Стоит отметить, что именно с середины 60-х так называемая «игра в фигушки» стала любимым занятием советской либеральной интеллигенции. Целый сонм творческих деятелей из числа писателей, кинорежиссеров и деятелей театра включился в эту забаву, пытаясь перещеголять друг друга в этом новомодном начинании. Однако обставить Юрия Любимова никому из них в итоге не удалось, поскольку тот, в отличие от остальных, не стал размениваться на мелочи, а поставил это дело на поток. В отличие от своих коллег по искусству, которые лепили свои «фиги» раз от разу, Любимов являл их миру с завидным постоянством, поражая своей настырностью большинство своих коллег. А поскольку режиссер он был без всякого сомнения одаренный, то эта его позиция представляла собой двойную опасность: у талантливого мастера было больше шансов втереться в доверие к простому обывателю. Здесь интересы Любимова тесно смыкались с интересами диссидентов, которые появились в советском обществе одновременно с любимовской «Таганкой» – в середине 60-х. Отметим, что либералы и про диссидентов говорили то же самое, что и про Любимова: дескать, ничего плохого они советской власти не желали, а хотели только одного: чтобы она стала демократичнее. Вот, например, как это звучало в устах все того же А. Гершковича:

«У Любимова и его актеров не было особых претензий к советской власти, за исключением того, чтобы поменьше лгать и получить возможность спокойно работать. Они хотели говорить людям правду, показывать со сцены то, чего многие не замечают или не хотят замечать. Театр на Таганке не звал своих зрителей ни к бунту, ни к диссидентству, не выдвигал никаких политических требований. Он обращался к нравственным и эстетическим чувствам своих зрителей, как и положено театру, показывал, что мир искусства богаче прописных истин официального „соцреализма“, что жизнь не укладывается в схемы.

Трагический парадокс заключался, однако, в том, что в стране, где искусство изначально объявлено «частью партийного, общепролетарского дела» (Ленин), любая попытка художника быть независимым от политики, экспериментировать в области формы – воленс-ноленс – приводит к неминуемому столкновению с господствующей идеологией.
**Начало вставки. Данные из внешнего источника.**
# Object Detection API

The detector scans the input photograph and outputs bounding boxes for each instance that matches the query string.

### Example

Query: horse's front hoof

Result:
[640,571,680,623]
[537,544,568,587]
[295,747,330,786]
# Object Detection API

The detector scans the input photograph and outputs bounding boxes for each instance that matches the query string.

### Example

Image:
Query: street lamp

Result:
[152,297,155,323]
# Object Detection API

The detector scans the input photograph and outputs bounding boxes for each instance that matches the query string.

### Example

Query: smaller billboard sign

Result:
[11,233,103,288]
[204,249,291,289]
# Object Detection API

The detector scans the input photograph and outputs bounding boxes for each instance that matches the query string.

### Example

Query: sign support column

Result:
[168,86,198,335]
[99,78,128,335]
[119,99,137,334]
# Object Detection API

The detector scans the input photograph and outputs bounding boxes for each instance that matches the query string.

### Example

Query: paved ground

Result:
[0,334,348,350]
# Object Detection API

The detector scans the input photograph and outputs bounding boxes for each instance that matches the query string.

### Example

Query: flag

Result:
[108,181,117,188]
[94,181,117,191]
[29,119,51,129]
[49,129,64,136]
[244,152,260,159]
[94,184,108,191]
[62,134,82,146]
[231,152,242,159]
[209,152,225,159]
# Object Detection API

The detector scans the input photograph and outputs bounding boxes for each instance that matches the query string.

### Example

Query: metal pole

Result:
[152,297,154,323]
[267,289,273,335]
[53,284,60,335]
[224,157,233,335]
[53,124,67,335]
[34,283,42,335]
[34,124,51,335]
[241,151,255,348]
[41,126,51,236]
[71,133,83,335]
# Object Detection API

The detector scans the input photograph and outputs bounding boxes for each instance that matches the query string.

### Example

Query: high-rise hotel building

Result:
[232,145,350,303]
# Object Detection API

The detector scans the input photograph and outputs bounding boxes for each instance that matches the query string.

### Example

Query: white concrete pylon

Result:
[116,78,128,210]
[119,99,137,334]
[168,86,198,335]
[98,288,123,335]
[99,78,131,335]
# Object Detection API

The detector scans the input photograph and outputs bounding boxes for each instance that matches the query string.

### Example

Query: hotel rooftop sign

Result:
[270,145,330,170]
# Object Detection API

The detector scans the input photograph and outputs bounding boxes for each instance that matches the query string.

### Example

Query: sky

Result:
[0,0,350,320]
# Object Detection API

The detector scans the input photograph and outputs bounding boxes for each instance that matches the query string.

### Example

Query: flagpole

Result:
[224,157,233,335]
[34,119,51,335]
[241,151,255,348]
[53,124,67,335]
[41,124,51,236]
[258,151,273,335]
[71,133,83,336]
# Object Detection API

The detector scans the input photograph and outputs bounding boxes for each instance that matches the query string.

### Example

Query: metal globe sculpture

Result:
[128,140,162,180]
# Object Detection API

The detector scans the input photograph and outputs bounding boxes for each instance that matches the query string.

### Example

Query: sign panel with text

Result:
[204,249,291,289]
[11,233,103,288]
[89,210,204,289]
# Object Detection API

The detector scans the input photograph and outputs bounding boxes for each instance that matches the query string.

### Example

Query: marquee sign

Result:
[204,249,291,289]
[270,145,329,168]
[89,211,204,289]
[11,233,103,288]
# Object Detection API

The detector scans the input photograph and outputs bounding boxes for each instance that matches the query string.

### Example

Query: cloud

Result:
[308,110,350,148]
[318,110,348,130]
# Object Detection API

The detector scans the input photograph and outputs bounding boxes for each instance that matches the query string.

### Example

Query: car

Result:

Самими условиями своего существования искусству в СССР отведена преувеличенная, сверхэстетическая роль. В этом его сила и одновременно слабость. У народа практически нет другой легальной трибуны для выражения себя, своих подлинных мыслей, чувств, настроений. Отсюда – особая миссия искусства в глазах народа и вместе с тем – панический страх властей перед ним…»

В этом пассаже много спорного. Например, тезис о том, что искусству в СССР была отведена преувеличенная роль. А в тех же США, выходит, искусство пребывает где-то на задворках? Да пример одного Голливуда с его политикой обработки сознания не только своих соотечественников, но и миллионов жителей других стран говорит об обратном. В те же 60-е годы во многих западных странах тамошние правительства пытались ограничить у себя экспорт голливудской продукции, но из этих попыток ничего не вышло. И наивно предполагать, что Голливуд тем самым преследовал исключительно коммерческие цели – то есть заботился лишь о своих прибылях. В этом был и политический интерес, когда идеологи США хотели посредством кино привить людям в разных странах свои, американские стандарты жизни, свою идеологию. Гершкович намеренно акцентирует внимание исключительно на советских идеологах, выставляя их душителями свободы, поскольку именно на этом базируется платформа западников: искать во всем советском исключительно один негатив. Причем этот негатив чаще всего намеренно гипертрофируется.